Rolling Stones en face nord

Face nord des Grandes Jorasses ©J. Chavy

Il a passé six jours et cinq nuits dans l’ombre des Grandes Jorasses : du 13 au 18 janvier, Charles Dubouloz a gravi en solo la face nord par la voie Rolling Stones, l’une des plus longues et plus difficiles voies d’une paroi qui n’en manque pas. Charles Dubouloz réalise ainsi l’une des plus belles ascensions solitaires de ces dernières années, et s’inscrit dans l’Histoire de la face nord des Jorasses.

C’est le plus haut, et l’un des gros morceaux de la face nord des Grandes Jorasses : l’éperon Walker, qui mène au point culminant, à 4208 mètres.
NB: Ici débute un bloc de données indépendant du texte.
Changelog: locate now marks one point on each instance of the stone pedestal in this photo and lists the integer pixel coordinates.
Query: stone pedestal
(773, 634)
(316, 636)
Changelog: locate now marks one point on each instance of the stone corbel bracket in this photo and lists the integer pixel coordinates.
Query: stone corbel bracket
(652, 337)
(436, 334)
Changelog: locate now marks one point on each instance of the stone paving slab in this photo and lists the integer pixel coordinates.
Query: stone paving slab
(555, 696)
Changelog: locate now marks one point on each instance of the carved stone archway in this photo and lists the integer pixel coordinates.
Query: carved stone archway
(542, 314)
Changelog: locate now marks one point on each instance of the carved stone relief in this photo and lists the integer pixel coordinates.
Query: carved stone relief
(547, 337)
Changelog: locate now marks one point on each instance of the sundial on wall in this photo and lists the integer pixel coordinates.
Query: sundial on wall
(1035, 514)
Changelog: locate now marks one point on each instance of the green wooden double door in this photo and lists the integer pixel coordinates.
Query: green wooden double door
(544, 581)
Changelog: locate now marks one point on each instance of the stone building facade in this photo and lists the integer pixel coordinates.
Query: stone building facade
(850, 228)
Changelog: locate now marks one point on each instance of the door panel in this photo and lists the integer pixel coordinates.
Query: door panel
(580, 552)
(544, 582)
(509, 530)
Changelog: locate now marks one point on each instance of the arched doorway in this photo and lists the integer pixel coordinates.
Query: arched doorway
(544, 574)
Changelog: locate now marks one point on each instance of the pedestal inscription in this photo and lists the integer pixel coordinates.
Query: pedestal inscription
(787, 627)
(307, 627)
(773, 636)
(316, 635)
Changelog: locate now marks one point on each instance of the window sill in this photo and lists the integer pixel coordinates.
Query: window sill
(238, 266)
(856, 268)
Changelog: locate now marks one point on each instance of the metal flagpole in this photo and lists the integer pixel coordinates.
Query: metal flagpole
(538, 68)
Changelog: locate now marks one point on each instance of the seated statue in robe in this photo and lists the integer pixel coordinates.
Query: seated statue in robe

Mais Charles Dubouloz n’a pas choisi la classique voie Cassin, itinéraire de la première historique, ou encore l’une des goulottes réputées plus rapides à droite de la Walker (Mc Intyre) ou à gauche (Linceul) : il a gravi la voie Rolling Stones, située juste à droite de la plus connue Desmaison-Gousseault et à gauche de la Cassin. C’est une voie ouverte par une équipe tchèque en 1979, peu répétée. Après une première répétition par la cordée Enoît Grison Eric Gramont en 1984, c’est Stéphane Benoist et Jérôme Thinières qui font la troisième ascension en janvier 2002. Ensuite, la voie est répétée de temps à autre, mais rarement.

Charles Dubouloz dans le haut de la face, le Linceul est visible. ©Seb Montaz

Une ascension historique

Après l’approche, Charles Dubouloz s’est lancé dans la face vers 14h30 jeudi 13 janvier. Il en est sorti hier mardi 18 janvier en fin d’après-midi, après avoir passé six jours et cinq longues nuits dans la face nord qui en janvier ne prend pas le soleil.

Les premiers solos hivernaux de la face nord des Jorasses remontent à 1978 (Ghirardini, éperon Croz) et 1979 (Hasegawa voie Cassin) Si les solos en face nord des Grandes Jorasses deviennent fréquent dans les voies historiques durant les années 80 avec les talentueux Christophe Profit et Eric Escoffier, les dimensions de la paroi hors normes font que les voyages solitaires en hiver restent très rares.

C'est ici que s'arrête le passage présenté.